From 32d2635f126e3a55502a6bf383df3cfb6f409cb9 Mon Sep 17 00:00:00 2001
From: hagrid67 <jdhwatson@gmail.com>
Date: Fri, 17 May 2019 13:08:17 +0100
Subject: [PATCH] butchered Player to remove all trace of nn agent and torch

---
 examples/play_model.py | 21 +++++++++++----------
 1 file changed, 11 insertions(+), 10 deletions(-)

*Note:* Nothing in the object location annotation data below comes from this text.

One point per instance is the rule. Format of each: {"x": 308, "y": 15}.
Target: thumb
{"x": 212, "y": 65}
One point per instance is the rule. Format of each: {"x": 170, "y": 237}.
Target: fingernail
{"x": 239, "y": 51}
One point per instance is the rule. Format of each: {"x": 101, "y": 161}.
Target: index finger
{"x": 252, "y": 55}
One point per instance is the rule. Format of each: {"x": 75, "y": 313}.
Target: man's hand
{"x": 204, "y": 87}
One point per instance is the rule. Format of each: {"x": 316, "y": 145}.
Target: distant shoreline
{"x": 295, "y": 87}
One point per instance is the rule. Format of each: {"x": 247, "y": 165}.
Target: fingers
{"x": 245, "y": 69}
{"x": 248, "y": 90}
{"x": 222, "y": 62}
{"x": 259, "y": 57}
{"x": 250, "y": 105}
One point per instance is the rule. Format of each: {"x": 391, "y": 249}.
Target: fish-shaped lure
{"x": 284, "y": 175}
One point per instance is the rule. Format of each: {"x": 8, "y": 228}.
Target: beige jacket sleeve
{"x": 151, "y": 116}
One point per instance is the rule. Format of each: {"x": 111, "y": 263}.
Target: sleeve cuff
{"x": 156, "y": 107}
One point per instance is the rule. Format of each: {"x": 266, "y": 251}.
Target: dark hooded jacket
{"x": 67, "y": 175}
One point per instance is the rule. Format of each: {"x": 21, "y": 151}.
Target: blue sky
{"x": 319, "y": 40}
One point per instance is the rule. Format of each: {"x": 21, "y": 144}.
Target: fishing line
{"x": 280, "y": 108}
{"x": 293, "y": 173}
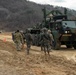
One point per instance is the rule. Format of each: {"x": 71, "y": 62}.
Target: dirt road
{"x": 60, "y": 62}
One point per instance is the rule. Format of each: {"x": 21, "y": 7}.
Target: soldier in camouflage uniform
{"x": 45, "y": 41}
{"x": 18, "y": 40}
{"x": 29, "y": 40}
{"x": 52, "y": 39}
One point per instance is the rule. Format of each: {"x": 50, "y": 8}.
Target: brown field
{"x": 12, "y": 62}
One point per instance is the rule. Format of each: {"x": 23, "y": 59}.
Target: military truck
{"x": 63, "y": 29}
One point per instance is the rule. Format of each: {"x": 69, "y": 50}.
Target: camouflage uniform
{"x": 52, "y": 39}
{"x": 18, "y": 40}
{"x": 22, "y": 33}
{"x": 45, "y": 41}
{"x": 29, "y": 40}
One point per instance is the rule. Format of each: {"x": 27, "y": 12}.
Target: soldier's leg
{"x": 18, "y": 46}
{"x": 45, "y": 50}
{"x": 28, "y": 48}
{"x": 48, "y": 50}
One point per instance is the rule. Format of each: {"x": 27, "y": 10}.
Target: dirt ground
{"x": 12, "y": 62}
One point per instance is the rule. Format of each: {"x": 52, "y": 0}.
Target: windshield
{"x": 70, "y": 24}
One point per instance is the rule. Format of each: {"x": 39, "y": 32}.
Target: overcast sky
{"x": 65, "y": 3}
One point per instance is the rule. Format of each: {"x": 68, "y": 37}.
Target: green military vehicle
{"x": 63, "y": 29}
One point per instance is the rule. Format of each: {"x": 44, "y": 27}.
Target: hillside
{"x": 13, "y": 62}
{"x": 20, "y": 14}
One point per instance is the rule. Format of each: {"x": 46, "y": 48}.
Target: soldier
{"x": 52, "y": 39}
{"x": 22, "y": 33}
{"x": 45, "y": 40}
{"x": 29, "y": 40}
{"x": 18, "y": 40}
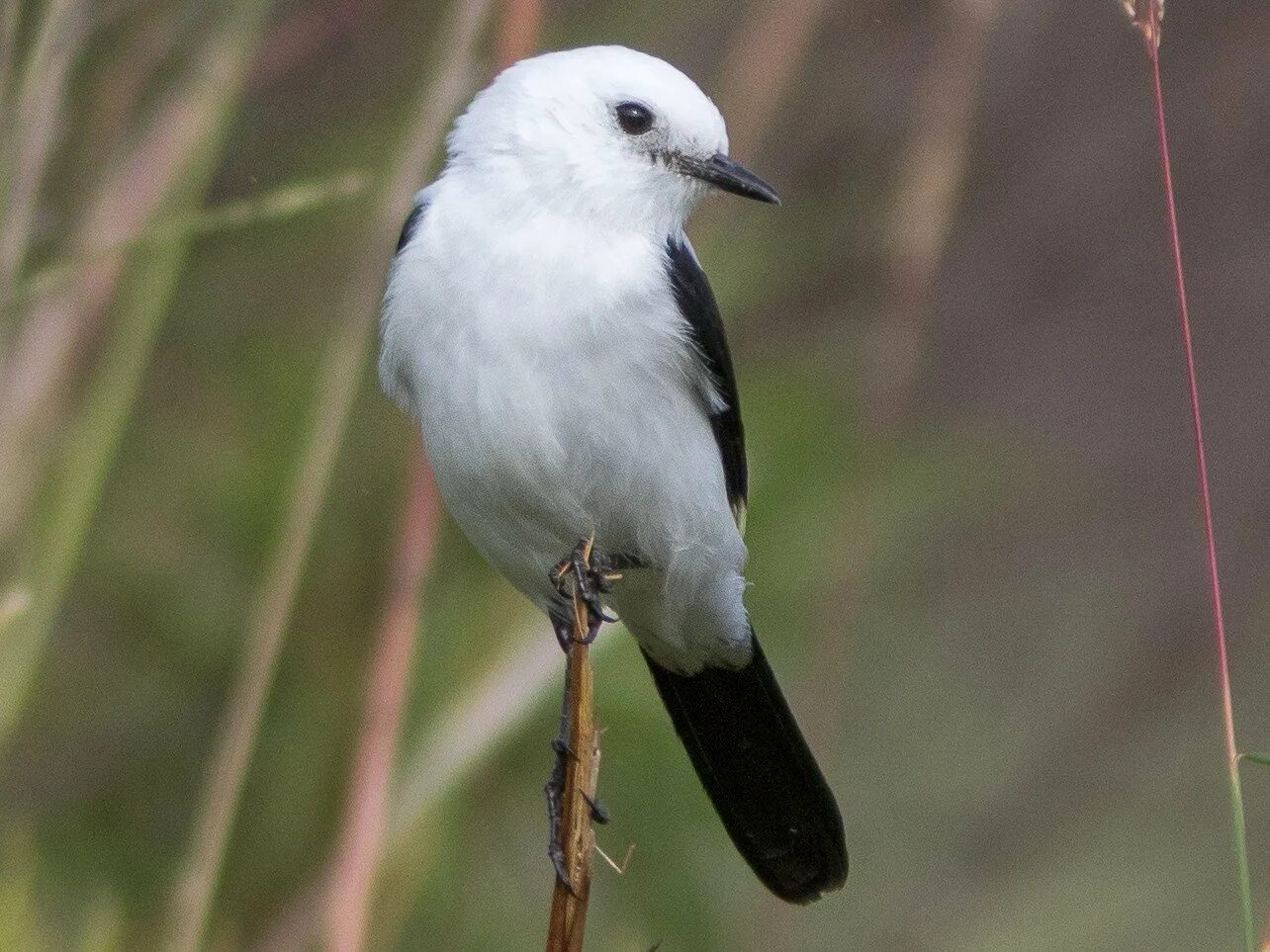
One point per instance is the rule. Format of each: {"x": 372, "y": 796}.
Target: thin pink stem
{"x": 1232, "y": 750}
{"x": 1150, "y": 31}
{"x": 362, "y": 838}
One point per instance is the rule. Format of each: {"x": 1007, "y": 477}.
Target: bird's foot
{"x": 590, "y": 574}
{"x": 554, "y": 791}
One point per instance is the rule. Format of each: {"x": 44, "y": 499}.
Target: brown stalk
{"x": 927, "y": 192}
{"x": 348, "y": 897}
{"x": 351, "y": 890}
{"x": 569, "y": 902}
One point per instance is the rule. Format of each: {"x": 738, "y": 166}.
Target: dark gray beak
{"x": 721, "y": 171}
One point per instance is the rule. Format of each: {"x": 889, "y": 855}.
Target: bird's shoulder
{"x": 700, "y": 311}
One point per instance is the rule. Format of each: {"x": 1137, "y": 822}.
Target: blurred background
{"x": 255, "y": 691}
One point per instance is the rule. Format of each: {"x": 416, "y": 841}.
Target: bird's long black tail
{"x": 764, "y": 781}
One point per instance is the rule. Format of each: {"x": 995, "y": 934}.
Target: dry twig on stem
{"x": 569, "y": 900}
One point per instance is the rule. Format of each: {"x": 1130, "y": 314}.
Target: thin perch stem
{"x": 1149, "y": 26}
{"x": 582, "y": 776}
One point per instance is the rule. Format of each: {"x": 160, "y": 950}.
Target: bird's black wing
{"x": 698, "y": 308}
{"x": 411, "y": 223}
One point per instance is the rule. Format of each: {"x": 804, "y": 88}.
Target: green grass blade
{"x": 145, "y": 290}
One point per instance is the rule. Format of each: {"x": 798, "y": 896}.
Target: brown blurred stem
{"x": 362, "y": 838}
{"x": 927, "y": 192}
{"x": 569, "y": 900}
{"x": 336, "y": 389}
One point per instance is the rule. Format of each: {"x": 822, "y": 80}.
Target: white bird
{"x": 550, "y": 326}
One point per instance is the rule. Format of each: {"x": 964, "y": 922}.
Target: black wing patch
{"x": 698, "y": 308}
{"x": 411, "y": 223}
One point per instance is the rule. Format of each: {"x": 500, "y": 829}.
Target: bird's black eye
{"x": 635, "y": 119}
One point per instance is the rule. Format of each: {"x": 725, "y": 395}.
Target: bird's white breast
{"x": 550, "y": 369}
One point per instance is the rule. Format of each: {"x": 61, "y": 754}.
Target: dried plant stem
{"x": 145, "y": 289}
{"x": 582, "y": 774}
{"x": 1150, "y": 34}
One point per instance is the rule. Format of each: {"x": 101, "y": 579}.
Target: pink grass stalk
{"x": 339, "y": 380}
{"x": 351, "y": 890}
{"x": 1147, "y": 16}
{"x": 352, "y": 881}
{"x": 361, "y": 841}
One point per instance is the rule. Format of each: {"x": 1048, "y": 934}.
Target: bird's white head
{"x": 604, "y": 132}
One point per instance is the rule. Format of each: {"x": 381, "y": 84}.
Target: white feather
{"x": 530, "y": 325}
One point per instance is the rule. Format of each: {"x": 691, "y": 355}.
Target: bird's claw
{"x": 598, "y": 813}
{"x": 590, "y": 576}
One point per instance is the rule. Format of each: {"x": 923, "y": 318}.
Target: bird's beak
{"x": 721, "y": 171}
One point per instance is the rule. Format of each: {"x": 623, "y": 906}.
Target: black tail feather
{"x": 760, "y": 774}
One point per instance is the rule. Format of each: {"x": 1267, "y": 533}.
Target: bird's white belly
{"x": 559, "y": 410}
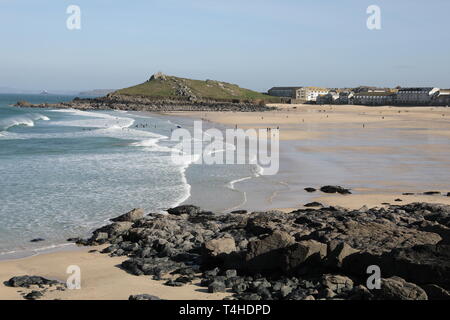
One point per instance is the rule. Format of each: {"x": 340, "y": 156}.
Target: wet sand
{"x": 101, "y": 279}
{"x": 379, "y": 152}
{"x": 372, "y": 150}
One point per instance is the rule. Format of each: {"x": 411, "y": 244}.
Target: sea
{"x": 65, "y": 172}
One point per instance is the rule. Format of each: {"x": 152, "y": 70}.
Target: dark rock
{"x": 309, "y": 251}
{"x": 337, "y": 252}
{"x": 27, "y": 281}
{"x": 396, "y": 288}
{"x": 174, "y": 283}
{"x": 73, "y": 239}
{"x": 230, "y": 273}
{"x": 34, "y": 295}
{"x": 217, "y": 247}
{"x": 267, "y": 253}
{"x": 185, "y": 209}
{"x": 143, "y": 297}
{"x": 337, "y": 283}
{"x": 131, "y": 216}
{"x": 335, "y": 189}
{"x": 239, "y": 212}
{"x": 216, "y": 286}
{"x": 239, "y": 288}
{"x": 313, "y": 204}
{"x": 435, "y": 292}
{"x": 431, "y": 193}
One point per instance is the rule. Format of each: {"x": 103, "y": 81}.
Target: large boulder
{"x": 396, "y": 288}
{"x": 220, "y": 246}
{"x": 131, "y": 216}
{"x": 266, "y": 254}
{"x": 309, "y": 252}
{"x": 337, "y": 283}
{"x": 335, "y": 189}
{"x": 337, "y": 252}
{"x": 422, "y": 264}
{"x": 435, "y": 292}
{"x": 27, "y": 281}
{"x": 139, "y": 297}
{"x": 185, "y": 209}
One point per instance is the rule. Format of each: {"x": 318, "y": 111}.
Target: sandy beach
{"x": 101, "y": 279}
{"x": 311, "y": 125}
{"x": 381, "y": 152}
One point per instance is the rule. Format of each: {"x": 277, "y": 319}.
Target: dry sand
{"x": 308, "y": 121}
{"x": 101, "y": 279}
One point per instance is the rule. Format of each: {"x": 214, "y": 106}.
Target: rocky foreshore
{"x": 137, "y": 103}
{"x": 307, "y": 254}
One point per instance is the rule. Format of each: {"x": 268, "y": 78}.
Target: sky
{"x": 256, "y": 44}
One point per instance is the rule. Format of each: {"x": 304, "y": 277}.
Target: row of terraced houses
{"x": 417, "y": 96}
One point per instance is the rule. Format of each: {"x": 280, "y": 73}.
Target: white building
{"x": 416, "y": 96}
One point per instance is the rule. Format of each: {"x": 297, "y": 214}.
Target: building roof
{"x": 285, "y": 88}
{"x": 419, "y": 89}
{"x": 371, "y": 94}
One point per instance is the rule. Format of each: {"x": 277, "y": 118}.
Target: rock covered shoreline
{"x": 137, "y": 103}
{"x": 306, "y": 254}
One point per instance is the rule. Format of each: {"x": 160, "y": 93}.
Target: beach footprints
{"x": 230, "y": 146}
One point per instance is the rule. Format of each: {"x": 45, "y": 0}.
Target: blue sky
{"x": 254, "y": 43}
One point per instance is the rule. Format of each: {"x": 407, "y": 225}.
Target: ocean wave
{"x": 27, "y": 120}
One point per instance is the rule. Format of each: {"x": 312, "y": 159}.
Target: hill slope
{"x": 164, "y": 86}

diff --git a/examples/play_model.py b/examples/play_model.py
index e502bd2..5ed6feb 100644
--- a/examples/play_model.py
+++ b/examples/play_model.py
@@ -1,9 +1,9 @@
 from flatland.envs.rail_env import RailEnv
 from flatland.envs.generators import complex_rail_generator
 from flatland.utils.rendertools import RenderTool
-from flatland.baselines.dueling_double_dqn import Agent
+# from flatland.baselines.dueling_double_dqn import Agent
 from collections import deque
-import torch
+# import torch
 import random
 import numpy as np
 import time
@@ -26,7 +26,7 @@ class Player(object):
         self.scores = []
         self.dones_list = []
         self.action_prob = [0]*4
-        self.agent = Agent(self.state_size, self.action_size, "FC", 0)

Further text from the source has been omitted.